The incredible is occurring! Putin, the grandmaster, started playing chess way before the other countries even looked like they understood that the game was on.  And he has played an admirable game.  He’s managed to take over the Crimea in the south.  That is already a step of enormous magnitude.  And there is no doubt that he has taken over, contrary to the all the blustering that has gone on to the contrary.  But Ukraine has a nagging question in the back of her mind:  “Will he be content with that?” 

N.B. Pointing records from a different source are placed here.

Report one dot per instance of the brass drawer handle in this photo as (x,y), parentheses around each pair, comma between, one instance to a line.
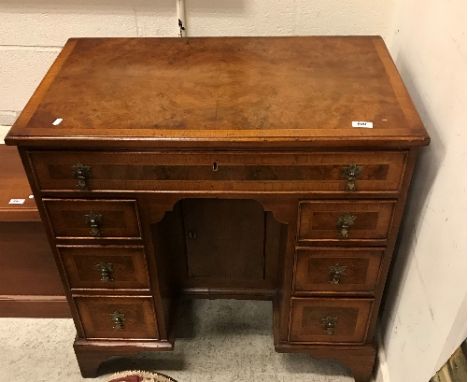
(344,223)
(82,174)
(106,271)
(337,271)
(350,173)
(94,222)
(118,320)
(329,324)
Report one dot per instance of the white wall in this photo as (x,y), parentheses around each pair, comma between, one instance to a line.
(425,311)
(426,308)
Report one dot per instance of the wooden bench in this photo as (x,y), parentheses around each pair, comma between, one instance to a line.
(29,281)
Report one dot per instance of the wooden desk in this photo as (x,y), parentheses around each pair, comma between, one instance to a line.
(222,167)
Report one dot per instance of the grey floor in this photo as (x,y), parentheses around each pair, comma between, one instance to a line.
(218,340)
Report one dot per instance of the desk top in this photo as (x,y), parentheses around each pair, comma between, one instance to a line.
(221,92)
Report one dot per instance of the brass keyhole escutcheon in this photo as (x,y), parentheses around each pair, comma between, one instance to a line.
(344,223)
(350,173)
(81,173)
(118,320)
(106,271)
(337,271)
(94,222)
(329,324)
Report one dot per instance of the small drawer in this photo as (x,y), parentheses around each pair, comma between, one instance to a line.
(117,317)
(337,269)
(342,172)
(344,220)
(105,267)
(326,320)
(99,219)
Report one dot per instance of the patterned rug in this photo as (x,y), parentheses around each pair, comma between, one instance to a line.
(140,376)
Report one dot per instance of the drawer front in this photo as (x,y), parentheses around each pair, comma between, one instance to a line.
(344,220)
(324,320)
(337,269)
(117,317)
(105,267)
(241,171)
(99,219)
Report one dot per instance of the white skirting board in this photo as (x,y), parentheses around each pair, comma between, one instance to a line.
(3,132)
(382,373)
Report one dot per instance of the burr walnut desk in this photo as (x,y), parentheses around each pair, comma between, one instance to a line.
(222,168)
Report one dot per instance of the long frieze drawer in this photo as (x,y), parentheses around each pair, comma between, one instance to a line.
(344,220)
(117,317)
(325,320)
(329,172)
(335,270)
(99,219)
(105,267)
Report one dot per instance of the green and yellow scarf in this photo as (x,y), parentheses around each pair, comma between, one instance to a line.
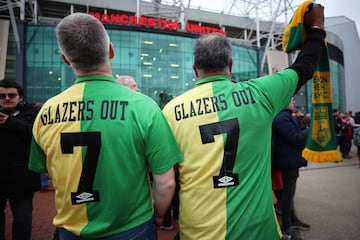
(321,143)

One of the lads with a smart phone told me after church on Sunday that Ukraine has mobilized her army.  The reservists have been called up.  I think we will be able to present about a million soldiers… although our ability to arm that many probably isn’t a reality.  Men who have trained are being called up… in Rzhyshchiv, those who are under 30.  We have a few young fathers in our church in this age-bracket.  I talked with them all and they are feeling on tender-hooks, mostly dreading the call to report.  Actually, I think their wives are feeling it worse!  100’s of Christians will be called upon to report for duty.  Many of them will be strong witnesses to their fellow soldiers.  If you pray for Ukraine, pray for these brothers in particular.  The army in Ukraine is no easy place for Christians to live for Christ.                This photo of Russian troops I uploaded from an article in The Daily Mail.

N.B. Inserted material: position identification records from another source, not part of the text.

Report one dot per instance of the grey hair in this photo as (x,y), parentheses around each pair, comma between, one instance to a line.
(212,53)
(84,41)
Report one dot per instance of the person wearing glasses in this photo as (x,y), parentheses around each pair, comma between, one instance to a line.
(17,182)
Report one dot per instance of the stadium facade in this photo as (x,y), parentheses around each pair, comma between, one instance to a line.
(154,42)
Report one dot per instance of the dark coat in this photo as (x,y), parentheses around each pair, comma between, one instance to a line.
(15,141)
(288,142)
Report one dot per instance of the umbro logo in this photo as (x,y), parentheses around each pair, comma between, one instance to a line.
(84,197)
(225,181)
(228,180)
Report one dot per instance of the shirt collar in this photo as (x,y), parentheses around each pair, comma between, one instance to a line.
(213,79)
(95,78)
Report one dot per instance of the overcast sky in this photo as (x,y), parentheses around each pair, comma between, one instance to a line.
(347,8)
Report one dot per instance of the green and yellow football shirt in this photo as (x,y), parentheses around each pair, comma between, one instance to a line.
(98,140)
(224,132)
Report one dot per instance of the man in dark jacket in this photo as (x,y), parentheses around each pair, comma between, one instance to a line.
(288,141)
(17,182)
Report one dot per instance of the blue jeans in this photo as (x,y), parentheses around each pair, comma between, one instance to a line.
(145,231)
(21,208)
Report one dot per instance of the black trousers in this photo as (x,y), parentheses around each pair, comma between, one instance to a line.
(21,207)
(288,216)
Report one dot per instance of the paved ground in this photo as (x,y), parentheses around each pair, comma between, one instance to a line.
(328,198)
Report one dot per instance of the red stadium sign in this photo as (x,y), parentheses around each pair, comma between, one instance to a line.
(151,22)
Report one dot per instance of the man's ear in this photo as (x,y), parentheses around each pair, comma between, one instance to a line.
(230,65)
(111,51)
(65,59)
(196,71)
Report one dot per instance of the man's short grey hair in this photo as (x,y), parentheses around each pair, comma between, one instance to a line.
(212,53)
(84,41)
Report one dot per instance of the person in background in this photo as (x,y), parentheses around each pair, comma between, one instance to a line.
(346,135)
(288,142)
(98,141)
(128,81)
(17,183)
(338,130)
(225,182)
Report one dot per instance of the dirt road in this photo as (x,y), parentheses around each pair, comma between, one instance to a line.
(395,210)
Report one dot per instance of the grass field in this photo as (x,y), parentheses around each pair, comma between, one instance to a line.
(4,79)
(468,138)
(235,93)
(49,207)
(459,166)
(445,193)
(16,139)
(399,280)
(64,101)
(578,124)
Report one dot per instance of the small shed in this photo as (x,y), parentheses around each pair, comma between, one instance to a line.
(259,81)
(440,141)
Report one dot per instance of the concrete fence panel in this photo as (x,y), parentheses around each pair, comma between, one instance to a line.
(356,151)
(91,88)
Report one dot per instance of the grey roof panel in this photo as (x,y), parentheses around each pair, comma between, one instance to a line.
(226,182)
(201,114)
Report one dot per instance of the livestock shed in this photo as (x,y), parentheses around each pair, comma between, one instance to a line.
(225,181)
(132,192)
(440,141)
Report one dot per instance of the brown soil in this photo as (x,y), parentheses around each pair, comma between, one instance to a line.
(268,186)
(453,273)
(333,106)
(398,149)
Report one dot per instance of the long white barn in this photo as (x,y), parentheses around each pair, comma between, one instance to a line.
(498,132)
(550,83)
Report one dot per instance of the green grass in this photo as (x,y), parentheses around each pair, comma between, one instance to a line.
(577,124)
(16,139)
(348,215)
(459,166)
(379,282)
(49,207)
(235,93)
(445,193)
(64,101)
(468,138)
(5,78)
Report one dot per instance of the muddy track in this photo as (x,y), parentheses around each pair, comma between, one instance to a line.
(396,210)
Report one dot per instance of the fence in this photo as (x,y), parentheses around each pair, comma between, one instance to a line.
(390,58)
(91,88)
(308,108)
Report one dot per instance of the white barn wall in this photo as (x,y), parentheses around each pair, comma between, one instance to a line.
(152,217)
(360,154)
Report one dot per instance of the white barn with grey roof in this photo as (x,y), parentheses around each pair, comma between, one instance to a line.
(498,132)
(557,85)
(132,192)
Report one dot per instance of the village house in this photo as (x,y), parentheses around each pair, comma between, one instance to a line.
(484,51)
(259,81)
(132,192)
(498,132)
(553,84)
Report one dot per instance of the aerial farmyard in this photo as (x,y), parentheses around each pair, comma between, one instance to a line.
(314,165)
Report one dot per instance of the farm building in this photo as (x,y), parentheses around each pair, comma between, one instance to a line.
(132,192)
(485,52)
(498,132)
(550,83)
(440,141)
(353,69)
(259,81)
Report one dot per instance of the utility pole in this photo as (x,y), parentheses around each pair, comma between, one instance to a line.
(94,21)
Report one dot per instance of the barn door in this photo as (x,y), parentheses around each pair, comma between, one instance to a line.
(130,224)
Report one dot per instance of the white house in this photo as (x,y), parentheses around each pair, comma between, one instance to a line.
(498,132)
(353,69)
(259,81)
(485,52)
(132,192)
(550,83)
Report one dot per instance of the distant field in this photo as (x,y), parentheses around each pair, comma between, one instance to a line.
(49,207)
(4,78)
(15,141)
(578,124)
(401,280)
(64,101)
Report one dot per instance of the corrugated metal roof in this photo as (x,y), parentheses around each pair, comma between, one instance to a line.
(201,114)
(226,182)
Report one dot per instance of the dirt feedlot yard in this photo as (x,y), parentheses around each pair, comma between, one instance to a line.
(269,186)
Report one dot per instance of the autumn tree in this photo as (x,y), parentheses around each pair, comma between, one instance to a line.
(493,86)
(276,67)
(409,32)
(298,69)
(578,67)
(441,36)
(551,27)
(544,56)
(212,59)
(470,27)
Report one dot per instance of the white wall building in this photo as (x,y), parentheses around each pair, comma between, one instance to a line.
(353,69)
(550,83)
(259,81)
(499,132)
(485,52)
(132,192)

It seems as if the normal topics of conversation have very much taken a backseat to the main topic – Russia and the invasion that isn’t an invasion… but that really is.  We feel safe, albeit with a heightened awareness of the strange situation with the “potential” of it all becoming violent and devastating.  We haven’t looked at  booking tickets out of the country and don’t expect to be leaving due to Putin invading Eastern Ukraine.  Even if he had a rush of unhealthy emotion and moved against Eastern Ukraine in an attempt to annex that half of the country, I don’t think we’d leave.  Anyway, as the world focuses on Ukraine and your thoughts perhaps turned to us here, know that we feel safe and are well. 

Today I got the call that I’ve been waiting for the last two weeks.  Our van has once again been fixed and I can collect it.  So tomorrow, we shall be taking it to Kiev to do a shop and visit the optometrist and second-hand market and Maidan - to visit the place of the revolution with the kids.  Pris went there last week by herself and was stunned at the changes.  Had there been a pitched battle on the square, it couldn’t have looked worse than it did.  Here are the words she wrote:


First peek after last weeks battle…

I’m in the metro.  People are clutching even #’s of flowers – even numbers for sorrow or grief.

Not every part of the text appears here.